Director of the Centre for Equitable Housing, Matt Lloyd-Cape, said “Housing expenditure by the federal government is siloed, with no overarching housing policy guiding spending toward defined objectives. This means that housing programs to support people on low incomes have become more tactical than strategic, and reactive rather than proactive.”

“Expenditures through tax concessions, on the other hand, have no explicitly stated strategic objectives that would serve the national interest, and operate without any justification of their effect on the housing market and the availability of secure and affordable homes.”

Emma Dawson, Executive Director of Per Capita, said “Our national leaders recognised that ensuring all residents of the country could afford a secure and comfortable home was a core function of government. Since the mid-1970s, however, that function has been increasingly and determinedly outsourced to the free market.”

“For too long, the federal government has eschewed its role as a shaper of the housing market in the interests of the Australian people in favour of merely providing a welfare-based safety net for those the market does not wish to serve. This has seen a significant decline in the stock of social housing in favour of spending on Commonwealth Rent Assistance, which subsidises rents set by the market.”

“That’s not to say that the government no longer intervenes in the housing market; far from it. In fact, through investor tax concessions, Treasury pumps billions of dollars every year into the pockets of people who already have considerable assets to encourage them to acquire more, pushing up the price of land.”

Housing in Australia is at crisis point.
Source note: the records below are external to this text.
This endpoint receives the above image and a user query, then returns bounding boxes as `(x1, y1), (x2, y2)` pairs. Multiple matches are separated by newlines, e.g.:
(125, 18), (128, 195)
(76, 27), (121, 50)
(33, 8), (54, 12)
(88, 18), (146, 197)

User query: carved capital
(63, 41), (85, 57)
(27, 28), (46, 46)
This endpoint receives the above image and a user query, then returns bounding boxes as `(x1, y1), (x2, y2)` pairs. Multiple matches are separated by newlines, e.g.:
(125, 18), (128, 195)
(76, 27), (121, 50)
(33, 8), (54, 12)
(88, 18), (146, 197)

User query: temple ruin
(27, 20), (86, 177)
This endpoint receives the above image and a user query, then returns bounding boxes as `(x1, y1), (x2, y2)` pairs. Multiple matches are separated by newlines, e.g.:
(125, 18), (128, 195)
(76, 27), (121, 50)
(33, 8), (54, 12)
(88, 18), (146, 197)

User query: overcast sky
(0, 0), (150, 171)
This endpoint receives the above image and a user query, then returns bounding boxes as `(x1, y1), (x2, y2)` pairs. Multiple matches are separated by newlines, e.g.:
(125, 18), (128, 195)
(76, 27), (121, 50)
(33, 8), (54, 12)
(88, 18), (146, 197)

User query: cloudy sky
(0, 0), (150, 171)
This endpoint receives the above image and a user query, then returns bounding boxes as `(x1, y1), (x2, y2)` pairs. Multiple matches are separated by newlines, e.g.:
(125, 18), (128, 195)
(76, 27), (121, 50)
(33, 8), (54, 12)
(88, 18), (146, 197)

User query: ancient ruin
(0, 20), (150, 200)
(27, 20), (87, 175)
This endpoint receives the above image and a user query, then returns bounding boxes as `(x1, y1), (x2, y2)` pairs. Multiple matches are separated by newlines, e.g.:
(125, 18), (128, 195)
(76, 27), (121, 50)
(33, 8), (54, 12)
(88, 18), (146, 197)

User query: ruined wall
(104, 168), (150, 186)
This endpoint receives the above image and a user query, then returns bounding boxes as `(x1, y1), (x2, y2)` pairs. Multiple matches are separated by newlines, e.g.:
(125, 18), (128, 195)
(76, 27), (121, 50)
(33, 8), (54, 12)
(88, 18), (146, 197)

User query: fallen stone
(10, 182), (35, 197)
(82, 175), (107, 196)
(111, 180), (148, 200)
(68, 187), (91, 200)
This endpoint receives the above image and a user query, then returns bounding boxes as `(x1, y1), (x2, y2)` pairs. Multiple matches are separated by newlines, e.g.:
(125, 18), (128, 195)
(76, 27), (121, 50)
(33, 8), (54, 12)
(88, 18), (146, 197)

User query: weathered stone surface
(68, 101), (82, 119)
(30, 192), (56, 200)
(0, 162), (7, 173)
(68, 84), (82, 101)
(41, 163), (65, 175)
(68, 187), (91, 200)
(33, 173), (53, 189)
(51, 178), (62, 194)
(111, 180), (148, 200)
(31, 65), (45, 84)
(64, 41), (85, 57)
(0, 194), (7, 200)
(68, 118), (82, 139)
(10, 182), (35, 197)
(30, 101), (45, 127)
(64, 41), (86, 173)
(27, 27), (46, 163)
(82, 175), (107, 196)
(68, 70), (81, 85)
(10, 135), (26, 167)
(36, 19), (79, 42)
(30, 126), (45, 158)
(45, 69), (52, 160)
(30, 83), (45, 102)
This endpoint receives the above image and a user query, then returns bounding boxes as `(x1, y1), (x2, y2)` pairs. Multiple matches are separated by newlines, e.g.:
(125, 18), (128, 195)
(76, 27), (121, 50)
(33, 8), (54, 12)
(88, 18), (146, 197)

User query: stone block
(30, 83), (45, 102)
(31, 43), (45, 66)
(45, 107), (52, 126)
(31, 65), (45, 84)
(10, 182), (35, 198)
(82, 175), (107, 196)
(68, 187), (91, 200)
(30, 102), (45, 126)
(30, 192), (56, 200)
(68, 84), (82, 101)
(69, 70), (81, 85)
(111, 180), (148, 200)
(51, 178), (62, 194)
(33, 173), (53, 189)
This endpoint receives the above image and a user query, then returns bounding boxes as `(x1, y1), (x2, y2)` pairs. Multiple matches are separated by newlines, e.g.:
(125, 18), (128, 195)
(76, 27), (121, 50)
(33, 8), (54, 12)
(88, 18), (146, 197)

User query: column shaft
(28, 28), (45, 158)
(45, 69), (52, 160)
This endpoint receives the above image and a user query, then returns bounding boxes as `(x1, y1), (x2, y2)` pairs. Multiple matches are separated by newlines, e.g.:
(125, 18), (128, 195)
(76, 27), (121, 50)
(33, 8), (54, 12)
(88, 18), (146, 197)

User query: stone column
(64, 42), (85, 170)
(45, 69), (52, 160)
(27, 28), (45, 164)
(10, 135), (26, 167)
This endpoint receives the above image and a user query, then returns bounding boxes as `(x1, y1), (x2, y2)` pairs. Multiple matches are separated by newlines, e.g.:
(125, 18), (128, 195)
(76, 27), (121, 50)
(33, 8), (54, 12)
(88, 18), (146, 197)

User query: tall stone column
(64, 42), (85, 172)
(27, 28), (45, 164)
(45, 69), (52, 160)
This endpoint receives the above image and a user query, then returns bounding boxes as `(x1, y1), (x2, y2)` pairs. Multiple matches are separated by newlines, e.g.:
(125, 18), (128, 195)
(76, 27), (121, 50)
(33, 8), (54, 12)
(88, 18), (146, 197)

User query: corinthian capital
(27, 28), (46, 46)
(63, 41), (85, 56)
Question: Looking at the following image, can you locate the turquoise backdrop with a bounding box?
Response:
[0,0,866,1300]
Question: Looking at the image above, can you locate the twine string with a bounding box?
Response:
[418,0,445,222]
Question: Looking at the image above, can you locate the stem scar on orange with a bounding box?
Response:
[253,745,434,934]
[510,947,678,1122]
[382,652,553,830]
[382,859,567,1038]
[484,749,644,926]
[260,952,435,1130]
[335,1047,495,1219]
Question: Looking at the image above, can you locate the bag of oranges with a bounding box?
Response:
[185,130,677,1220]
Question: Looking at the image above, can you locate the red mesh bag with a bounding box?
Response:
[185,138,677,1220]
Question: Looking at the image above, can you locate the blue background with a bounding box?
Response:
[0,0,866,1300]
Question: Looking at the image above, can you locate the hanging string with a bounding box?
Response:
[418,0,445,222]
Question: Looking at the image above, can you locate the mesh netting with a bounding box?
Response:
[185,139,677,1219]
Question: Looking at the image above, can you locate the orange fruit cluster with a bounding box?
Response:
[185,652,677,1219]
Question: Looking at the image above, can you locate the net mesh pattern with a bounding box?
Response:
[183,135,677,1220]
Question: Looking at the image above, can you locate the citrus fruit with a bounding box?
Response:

The issue demands a determined, interventionist policy suite coordinated by a discrete federal department under the responsibility of a federal cabinet minister.

Per Capita calls on the federal government to coordinate housing policy and expenditure through a core economic portfolio of government, and to publish detailed portfolio budget statements, as is done for other key areas of social policy such as health and education.